CYRANO: Ah no! young blade! That was a trifle short!
You might have said at least a hundred things
By varying the tone ... like this, suppose, ...
Aggressive: "Sir, if I had such a nose
I'd amputate it!" Friendly: When you sup
It must annoy you, dipping in your cup;
You need a drinking-bowl of special shape!"
Descriptive: " 'Tis a rock! ... a peak! ... a cape!
--A cape, forsooth! 'Tis a peninsular! "
Curious: "How serves that oblong capsular?
For scissor-sheath?

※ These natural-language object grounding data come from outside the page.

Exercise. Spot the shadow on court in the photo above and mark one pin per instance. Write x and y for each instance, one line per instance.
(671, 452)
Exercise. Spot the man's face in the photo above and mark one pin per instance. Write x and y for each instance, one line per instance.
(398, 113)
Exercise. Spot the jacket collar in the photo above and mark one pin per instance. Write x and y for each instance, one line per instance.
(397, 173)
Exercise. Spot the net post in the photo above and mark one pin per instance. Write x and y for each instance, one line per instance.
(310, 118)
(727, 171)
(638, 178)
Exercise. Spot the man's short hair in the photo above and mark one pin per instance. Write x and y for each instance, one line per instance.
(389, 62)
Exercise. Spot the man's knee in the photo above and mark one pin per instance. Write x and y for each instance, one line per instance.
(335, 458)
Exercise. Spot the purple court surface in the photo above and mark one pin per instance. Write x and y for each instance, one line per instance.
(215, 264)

Or pot to hold your ink?"
Gracious: "You love the little birds, I think?
I see you've managed with a fond research
To find their tiny claws a roomy perch!"
Truculent: "When you smoke your pipe ... suppose
That the tobacco-smoke spouts from your nose--
Do not the neighbors, as the fumes rise higher,
Cry terror-struck: "The chimney is afire"?"

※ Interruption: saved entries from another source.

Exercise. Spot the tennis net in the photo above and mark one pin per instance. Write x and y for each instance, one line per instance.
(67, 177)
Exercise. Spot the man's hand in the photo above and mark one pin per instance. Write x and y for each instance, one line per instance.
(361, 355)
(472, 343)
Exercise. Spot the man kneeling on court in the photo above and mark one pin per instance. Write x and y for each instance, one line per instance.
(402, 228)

Considerate: "Take care, ... your head bowed low
By such a weight ... lest head o'er heels you go!"
Tender: "Pray get a small umbrella made,
Lest its bright color in the sun should fade!"

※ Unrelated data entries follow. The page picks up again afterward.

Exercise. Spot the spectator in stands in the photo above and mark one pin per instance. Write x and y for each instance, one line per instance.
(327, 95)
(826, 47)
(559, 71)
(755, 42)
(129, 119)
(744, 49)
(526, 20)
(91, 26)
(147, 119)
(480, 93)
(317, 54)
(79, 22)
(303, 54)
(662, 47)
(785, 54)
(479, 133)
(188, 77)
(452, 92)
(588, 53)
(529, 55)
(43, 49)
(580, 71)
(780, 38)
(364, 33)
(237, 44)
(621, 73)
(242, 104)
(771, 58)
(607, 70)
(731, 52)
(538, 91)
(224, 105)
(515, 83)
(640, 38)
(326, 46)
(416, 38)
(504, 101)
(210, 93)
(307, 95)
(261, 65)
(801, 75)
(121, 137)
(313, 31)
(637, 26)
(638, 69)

Pedantic: "That beast Aristophanes
Names Anticonceptionnelles
Must have possessed just such a solid lump
Of flesh and bone, beneath his forehead's bump!"
Cavalier: "The last fashion, friend, that hook?
To hang your hat on? 'Tis a useful crook!"
Emphatic: "No wind, O majestic nose,
Can give THEE cold!--save when the mistral blows!"
Dramatic: "When it bleeds, what a Red Sea!"
Admiring: "Sign for a perfumery!"
Lyric: "Is this a conch? ... a Triton you?"
Simple: "When is the monument on view?"
Rustic: "That thing a nose? Marry-come-up!
'Tis a dwarf pumpkin, or a prize turnip!"
Military: "Point against cavalry!"
Practical: "Put it in a lottery!
Assuredly 'twould be the biggest prize!"
Or ... parodying Pyramus' sighs ...
"Behold the nose that mars the harmony
Of its master's phiz! blushing its treachery!"
--Such, my dear sir, is what you might have said,
Had you of wit or letters the least jot:
But, O most lamentable man!--of wit
You never had an atom, and of letters
You have three letters only!--they spell Ass!
And--had you had the necessary wit,
To serve me all the pleasantries I quote
Before this noble audience ... e'en so,
You would not have been let to utter one--
Nay, not the half or quarter of such jest!
I take them from myself all in good part,
But not from any other man that breathes!